Why Didn’t You Watch The Best Show Ever Made About Silicon Valley?

Why Didn’t You Watch The Best Show Ever Made About Silicon Valley?

It’s hard to make good TV about Silicon Valley and its predecessors. Especially a drama. Watching a bunch of nerds talk about coding and CPUs is appealing to a only a painfully small fraction of the population — but someone definitely thought that same thing about advertising before Matthew Weiner trundled into AMC and pitched Mad Men. That show proved even the most boring subject matter could be riveting with the right approach.

Image: AMC

Over the course of its four seasons, Halt and Catch Fire, which ended earlier this year, discovered the fascinating, frustrating human side to the soulless monsters who built Silicon Valley.

But nobody watched it. The show never cracked a million live viewers after the pilot episode. It sat firmly on the bubble every season, getting greenlit only by the grace of AMC. But because no one was watching, and because AMC was content to let it carry on, Halt and Catch Fire had the opportunity to retool and experiment and become one of the best shows on television.

It all starts in 1983 Dallas — known as the Silicon Prairie.
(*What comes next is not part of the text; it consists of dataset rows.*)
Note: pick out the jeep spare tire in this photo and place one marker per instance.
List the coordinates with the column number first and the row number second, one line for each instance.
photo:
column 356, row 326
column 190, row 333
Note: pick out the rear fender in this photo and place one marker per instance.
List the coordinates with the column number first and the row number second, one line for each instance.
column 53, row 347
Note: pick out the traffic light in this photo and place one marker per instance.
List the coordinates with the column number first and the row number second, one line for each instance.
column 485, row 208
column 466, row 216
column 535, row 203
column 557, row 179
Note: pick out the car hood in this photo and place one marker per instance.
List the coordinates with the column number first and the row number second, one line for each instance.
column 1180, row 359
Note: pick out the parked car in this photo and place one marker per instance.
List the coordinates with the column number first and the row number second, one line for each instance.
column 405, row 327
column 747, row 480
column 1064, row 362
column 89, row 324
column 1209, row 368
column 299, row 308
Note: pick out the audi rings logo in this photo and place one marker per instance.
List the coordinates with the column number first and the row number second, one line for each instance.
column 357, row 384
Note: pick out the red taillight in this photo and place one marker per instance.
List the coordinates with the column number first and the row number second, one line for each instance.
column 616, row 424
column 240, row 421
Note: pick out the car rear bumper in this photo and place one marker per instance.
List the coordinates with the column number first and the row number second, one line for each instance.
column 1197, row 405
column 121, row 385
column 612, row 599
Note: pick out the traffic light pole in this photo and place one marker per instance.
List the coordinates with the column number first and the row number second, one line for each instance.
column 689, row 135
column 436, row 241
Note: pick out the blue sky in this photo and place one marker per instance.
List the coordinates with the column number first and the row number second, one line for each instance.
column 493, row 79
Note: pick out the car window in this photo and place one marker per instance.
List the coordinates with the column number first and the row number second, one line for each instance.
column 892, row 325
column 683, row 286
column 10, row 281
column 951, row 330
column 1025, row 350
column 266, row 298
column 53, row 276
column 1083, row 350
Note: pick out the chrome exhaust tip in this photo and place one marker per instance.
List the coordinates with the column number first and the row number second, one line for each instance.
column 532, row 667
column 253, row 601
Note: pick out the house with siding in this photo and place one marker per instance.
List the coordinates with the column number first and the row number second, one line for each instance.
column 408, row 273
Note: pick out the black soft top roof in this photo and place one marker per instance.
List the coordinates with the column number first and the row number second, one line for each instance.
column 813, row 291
Tandy, Texas Instruments, Radio Shack, and dozens of other big tech companies called Dallas/Fort Worth home in the late 70s and through the 80s. Gordon Clark (Scoot McNairy) spends his days barely awake working for the fictional Cardiff Electric. His wife Donna (Kerry Bishé) is a hardware engineer at TI. They live a pleasant and perfectly mundane life with their young daughters in Dallas.

Then Joe MacMillian (Lee Pace), a mysterious former IBM man, shows up at Cardiff with a plan to build the next big thing. He’s brought along his sort of hook up, Cameron Howe (Mackenzie Davis), a genius college drop out and computer programmer.

What these four end up building in the painfully uneven first season doesn’t actually matter. What’s being built in each season of the show never actually matters. Sometimes it’s a shade of what would make Compaq a dominant force in the 90s, other times it’s McAfee or AOL or even an algorithm that would make Google great.

The “thing” isn’t what matters on Halt and Catch Fire. Rather it’s the people themselves, a mad mix of geniuses and those who consider themselves geniuses. Frequently the show is a scathing condemnation of what makes the tech business tick and why the big ideas seem to so often fail. Friends and partners screw each other over for a buck after trying to build something refreshing and innovative. Money always triumphs over vision. The ordinary excel while the extraordinary frequently find themselves restricted.

These aren’t the rockstars of the tech scene. They’re not Steve Jobs or Bill Gates. They’re the other guys. The ones best remembered as a name in someone else’s Wikipedia entry.

It could be a positively pessimistic show, but there’s an engine of optimism at its heart. The main characters are ultimately not driven by the need to succeed or make a billion dollars or wind up on the cover of Forbes or Wired. They’re driven only by the need to see an idea, no matter how initially nebulous, to fruition. They want to create, even if its a ripoff of what everyone else is doing, or doomed to fail because we, the viewer, have the luxury of hindsight and know what happens to companies like Gateway and Compuserve.

But what’s really extraordinary, and what had me start a rewatch almost as soon as the perfect finale was over (the fourth season is easily one of the best seasons of a television show ever produced) is the epic, if platonic, romance at the center of Halt and Catch Fire. As the first season was winding down the writers realised they’d miscalculated. People weren’t interested in the gangly mystery man that was Joe MacMillian or the tortured genius of Gordon Clark.

Instead it was Cameron, the brash kid genius, and Donna, the consistent (and quietly ruthless) working mum that had viewers attention. So the show leaned in, letting Gordon and Joe drift while Donna and Cameron worked together to build a company and take on a wealthy and sexist establishment.

As retoolings go, it was one of the most successful of its kind, and each season just built on that central relationship (and the skyrocketing quality of the second season). It was actually thrilling to watch two wildly different women forge a work romance, than fall apart, and then struggle to reunite, professionally speaking.

Late in the final season Donna plays a universally panned video game Cameron designed and she notices what all the critics missed and I was stuck half standing on my couch begging for Donna to call Cameron to tell her she’d beaten a video game. That’s a helluva a feat: to bring emotional resonance to a crummy game.

Halt and Catch Fire is full of moments like that. Instances that have no right to punch you in the gut as often as they do. All four seasons are currently on Netflix (the latest season was just added today) so if you find yourself needing something to think about besides Star Wars or the purposeful crumbling of our internet infrastructure, you should give it a binge. Just be forewarned, the first season can be a slog, but every season after makes it worth it.